There have also been intense crackdowns on the Muslim Brotherhood in Egypt including a scheduled military trial for some members instead of the usual civilian courts. Arabist.net highlights an unusual appeal from the Muslim Brotherhood for U.S. intervention on behalf of democracy in Egypt, showing that America’s image is not completely shattered -- but if it keeps ignoring anti-democratic abuses in its allies, it will lose all credibility on democracy.
Morocco, another U.S. ally, has also been cracking down. Despite overall improvements in freedom of speech in Morocco, recently a magazine editor and reporter were convicted of defamation for publishing jokes about religion and politics, part of an increasingly unpredictable pattern of press freedom restrictions by the Moroccan monarchy.
China in the Middle East
In the January 13th-19th issue, The Economist published an article examining China’s burgeoning influence in the Middle East. While noting China’s friendship with anti-democratic regimes such as Iran, Syria, and Sudan, who China “asks no questions about democracy,” the main conclusion is that China will seek stability and share the same broad objectives as the U.S., given its similar dependence on Middle East oil. However, China’s ambivalence toward democratic reform could play a role in strengthening or weakening America’s resolve in that area.
Blogging for Democracy
A heartening article in the current issue of the Columbia Journalism Review reviews the efforts of a new generation of Arab bloggers, who have discovered a new, powerful medium for encouraging openness and transparency in the Middle East.
A Coup Attempt in Lebanon?
The ongoing protests in Lebanon reached violent new heights on January 24th and 25th, as supporters of Hezbollah and their Shi’a and Christian allies blocked highways, set fires, and fought with government loyalists as they attempted to oust the U.S.-backed government of Fouad Siniora. At least 7 people were killed and 200 wounded in the severely sectarian clashes. The scale of violence caused some observers to declare Lebanon precipitously close to civil war, and caused the Lebanese government to impose a citywide curfew. The New York Times quoted one leader declaring the protests “tantamount to a coup attempt.”

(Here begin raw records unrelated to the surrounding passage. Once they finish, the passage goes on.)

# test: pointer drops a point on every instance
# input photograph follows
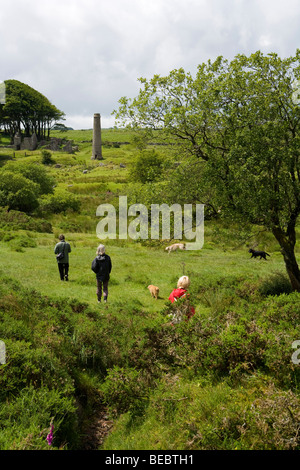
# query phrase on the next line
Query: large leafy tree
(242, 120)
(28, 110)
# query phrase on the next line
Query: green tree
(18, 192)
(147, 167)
(33, 172)
(27, 109)
(242, 120)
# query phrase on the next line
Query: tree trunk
(287, 243)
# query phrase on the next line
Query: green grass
(134, 268)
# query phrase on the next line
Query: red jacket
(177, 294)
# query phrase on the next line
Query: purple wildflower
(50, 435)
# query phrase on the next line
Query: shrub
(36, 173)
(147, 167)
(18, 192)
(125, 390)
(60, 201)
(46, 157)
(16, 220)
(276, 284)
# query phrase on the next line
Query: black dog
(255, 254)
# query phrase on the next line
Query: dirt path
(96, 430)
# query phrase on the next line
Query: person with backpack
(62, 250)
(102, 265)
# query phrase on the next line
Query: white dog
(154, 290)
(176, 246)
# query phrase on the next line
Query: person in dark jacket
(62, 250)
(101, 265)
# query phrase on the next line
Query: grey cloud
(85, 55)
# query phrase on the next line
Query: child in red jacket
(181, 291)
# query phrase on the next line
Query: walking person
(62, 250)
(102, 265)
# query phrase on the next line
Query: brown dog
(154, 291)
(176, 246)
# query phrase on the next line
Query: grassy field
(223, 380)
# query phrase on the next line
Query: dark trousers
(63, 270)
(101, 284)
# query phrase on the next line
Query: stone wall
(54, 144)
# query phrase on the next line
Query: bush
(276, 284)
(125, 390)
(46, 157)
(16, 220)
(60, 201)
(18, 192)
(147, 167)
(36, 173)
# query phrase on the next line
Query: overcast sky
(84, 55)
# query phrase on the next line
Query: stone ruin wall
(55, 144)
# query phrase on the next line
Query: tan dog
(176, 246)
(154, 291)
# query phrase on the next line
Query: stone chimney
(97, 146)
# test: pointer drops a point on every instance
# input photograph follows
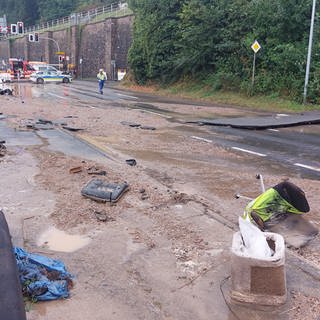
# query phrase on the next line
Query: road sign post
(255, 47)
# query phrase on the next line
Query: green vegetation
(208, 42)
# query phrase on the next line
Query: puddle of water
(58, 240)
(70, 145)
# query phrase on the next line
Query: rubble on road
(102, 191)
(3, 149)
(42, 278)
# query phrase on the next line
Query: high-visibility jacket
(268, 204)
(102, 76)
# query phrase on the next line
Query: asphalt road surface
(297, 149)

While American Undersecretary of State Nicholas Burns characterized the opposition as merely “mobs” attempting to “overturn a democratically elected government,” it is widely accepted that extra-state actors such as Syria, Iran, and the U.S. are deeply involved and view Lebanon as a strategically priceless nation that could significantly alter the balance of power in the region. Though the government threatened stronger military measures, most agree that the Lebanese army is stretched too thin to transform the situation. As the conflagration spread in Lebanon, Prime Minister Siniora attended an aid conference in Paris at which $7.6 billion was pledged by the international community to rebuild Lebanon, stabilize the economy, and strengthen the military. Secretary of State Rice and European leaders reiterated their support for Lebanon’s democratically elected government. About 60% of the $770 million pledged by the U.S. will be directed to military and security aid, with some being withheld contingent on successful economic and political reforms undertaken by the Lebanese government. The U.S. and the international community rightly seek to compete with Hezbollah to reconstruct Lebanon in the wake of the conflict with Israel last year. Analysts cited by the New York Times estimate Iran and Syria provide $40 million of aid a month to Hezbollah.